Jordan Bell appeared at the foot of her bed. “An exciting day—yes, Freddie?” he said. “What time is Grey coming?”
“I told him to sleep late,” Freddie said. “All the nurses told me that this can take a long time. How am I supposed to feel when it starts working?”
“If all goes well, you’ll start to have contractions, and then they’ll get stronger, and then you’ll have your baby.”
“Just like that?” said Freddie.
“Pretty much just like that.”
But by five o’clock nothing much had happened. Grey sat in a chair next to the bed. From time to time, he checked the data. He had been checking them all day. “That contraction went right off the paper,” he said. “What did it feel like?”
“Intense,” Freddie said. “It just doesn’t hurt.”
“You’re still in the early stages,” said Jordan Bell when he came to check her. “I’m willing to stay on if you want to continue, but the baby might not be born till tomorrow.”
“I’m beat,” said Freddie.
“Here’s what we can do,” Jordan Bell said. “We can keep going or we can start again tomorrow.”
“Tomorrow,” said Freddie.
SHE woke up exhausted, with her head pounding. The sky was cloudy and the glare hurt her eyes. In the night, her blood pressure had gone up. She had begged not to have a shot—she did not see how she could go into labor feeling so terrible—but the shot was given. It had been a long, sleepless night.

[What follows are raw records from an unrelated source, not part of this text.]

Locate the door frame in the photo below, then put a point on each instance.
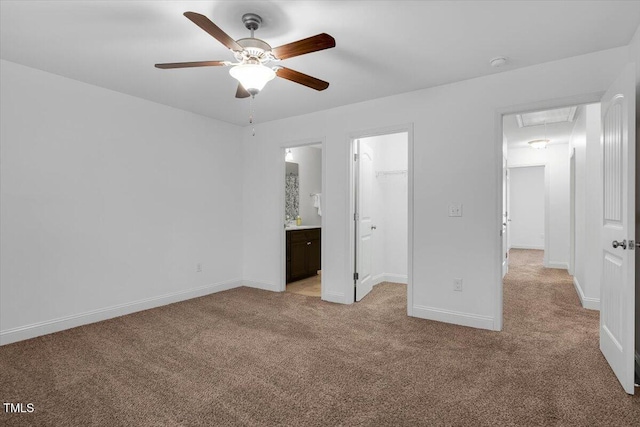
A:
(283, 236)
(499, 113)
(351, 170)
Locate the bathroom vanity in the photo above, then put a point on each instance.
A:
(303, 252)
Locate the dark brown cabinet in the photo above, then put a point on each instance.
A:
(303, 253)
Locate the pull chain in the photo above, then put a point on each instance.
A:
(251, 116)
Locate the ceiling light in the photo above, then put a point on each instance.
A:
(253, 77)
(498, 62)
(540, 143)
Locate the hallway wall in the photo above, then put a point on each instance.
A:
(556, 159)
(452, 162)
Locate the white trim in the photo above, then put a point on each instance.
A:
(67, 322)
(283, 237)
(539, 248)
(547, 205)
(587, 302)
(273, 287)
(557, 264)
(455, 317)
(335, 297)
(350, 203)
(390, 277)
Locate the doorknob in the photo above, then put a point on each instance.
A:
(615, 244)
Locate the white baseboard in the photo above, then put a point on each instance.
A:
(536, 247)
(336, 297)
(55, 325)
(558, 265)
(587, 302)
(261, 285)
(390, 277)
(455, 317)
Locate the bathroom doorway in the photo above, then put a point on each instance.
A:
(302, 207)
(381, 211)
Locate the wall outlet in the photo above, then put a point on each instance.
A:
(455, 209)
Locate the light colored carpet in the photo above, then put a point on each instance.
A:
(309, 286)
(257, 358)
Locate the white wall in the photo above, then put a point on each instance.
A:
(390, 207)
(456, 158)
(108, 202)
(309, 161)
(526, 201)
(556, 160)
(578, 144)
(585, 139)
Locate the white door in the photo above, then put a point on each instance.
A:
(505, 217)
(617, 295)
(364, 220)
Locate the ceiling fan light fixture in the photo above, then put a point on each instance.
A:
(539, 143)
(253, 77)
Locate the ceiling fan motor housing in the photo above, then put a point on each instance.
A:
(251, 21)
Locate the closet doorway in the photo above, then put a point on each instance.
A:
(381, 211)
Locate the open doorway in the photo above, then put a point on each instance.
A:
(553, 159)
(381, 199)
(303, 201)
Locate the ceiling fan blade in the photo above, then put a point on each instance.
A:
(308, 45)
(191, 64)
(211, 28)
(241, 92)
(303, 79)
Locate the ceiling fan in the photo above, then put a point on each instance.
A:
(252, 54)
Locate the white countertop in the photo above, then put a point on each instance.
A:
(301, 227)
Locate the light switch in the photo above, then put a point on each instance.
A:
(455, 209)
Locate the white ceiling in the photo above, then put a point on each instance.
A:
(382, 47)
(556, 133)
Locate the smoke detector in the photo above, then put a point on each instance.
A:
(498, 62)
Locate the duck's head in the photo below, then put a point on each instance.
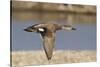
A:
(68, 27)
(30, 29)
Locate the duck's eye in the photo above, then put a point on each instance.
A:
(41, 29)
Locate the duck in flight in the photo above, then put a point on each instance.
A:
(47, 31)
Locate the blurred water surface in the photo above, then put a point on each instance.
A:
(84, 38)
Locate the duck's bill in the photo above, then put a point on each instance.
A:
(29, 30)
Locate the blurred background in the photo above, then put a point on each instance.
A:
(82, 17)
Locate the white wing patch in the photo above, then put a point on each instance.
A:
(41, 29)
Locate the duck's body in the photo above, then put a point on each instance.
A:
(47, 31)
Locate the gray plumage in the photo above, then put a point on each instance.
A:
(47, 31)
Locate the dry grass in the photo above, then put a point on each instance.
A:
(20, 58)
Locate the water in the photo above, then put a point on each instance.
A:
(84, 38)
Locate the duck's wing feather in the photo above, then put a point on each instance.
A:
(48, 44)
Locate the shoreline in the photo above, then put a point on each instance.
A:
(20, 58)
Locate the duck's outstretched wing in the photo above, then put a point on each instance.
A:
(48, 44)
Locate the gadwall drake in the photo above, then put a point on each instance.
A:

She had been taken to a different labor room, where she lay alone with a towel covering one eye, trying to nap, when a new nurse appeared by her side. This one looked very young, had curly hair, and thick, slightly rose-tinted glasses. Her tag read “EVA GOTTLIEB.” Underneath she wore a button that said “EVA: WE DELIVER.”
“Hi,” said Eva Gottlieb. “I’m sorry I woke you, but I’m your nurse for the day and I have to get you started.”
“I’m here for a lobotomy,” Freddie said. “What are you going to do to me?”
“I’m going to run a line in you,” Eva Gottlieb said. “And then I don’t know what. Because your blood pressure is high, I’m supposed to wait until Jordan gets here.” She looked at Freddie car
efully. “I know it’s scary,” she said. “But the worst that can happen is that you have to be sectioned and that’s not so bad.”
Freddie’s head throbbed. “That’s easy for you to say,” she said. “I’m the section.”
Eva Gottlieb smiled. “I’m a terrific nurse,” she said. “I’ll stay with you.”
Tears sprang into Freddie’s eyes. “Why will you?”
“Well, first of all, it’s my job,” said Eva. “And second of all, you look like a reasonable person.”
Freddie looked at Eva carefully. She felt instant, total trust. Perhaps that was part of being in hospitals and having babies. Everyone you came into contact with came very close very fast.
Freddie’s head throbbed. Eva was hooking her up to the fetal-heart monitor. Her touch was strong and sure, and she seemed to know Freddie did not want to be talked to. She flicked the machine on, and Freddie heard the familiar sound of galloping hooves.
“Is there any way to turn it down?” Freddie said.
“Sure,” said Eva. “But some people find it consoling.”
As the morning wore on, Freddie’s blood pressure continued to rise. Eva was with her constantly.
“What are they going to do to me?” Freddie asked.
“I think they’re probably going to give you magnesium sulfate to get your blood pressure down and then they’re going to section you. Jordan does a gorgeous job, believe me. I won’t let them do anything to you without explaining it first, and if you get out of bed first thing tomorrow and start moving around you’ll be fine.”
Twenty minutes later, a doctor Freddie had never seen before administered a dose of magnesium sulfate.
“Can’t you do this?” Freddie asked Eva.
“It’s heavy-duty stuff,” Eva said. “It has to be done by a doctor.”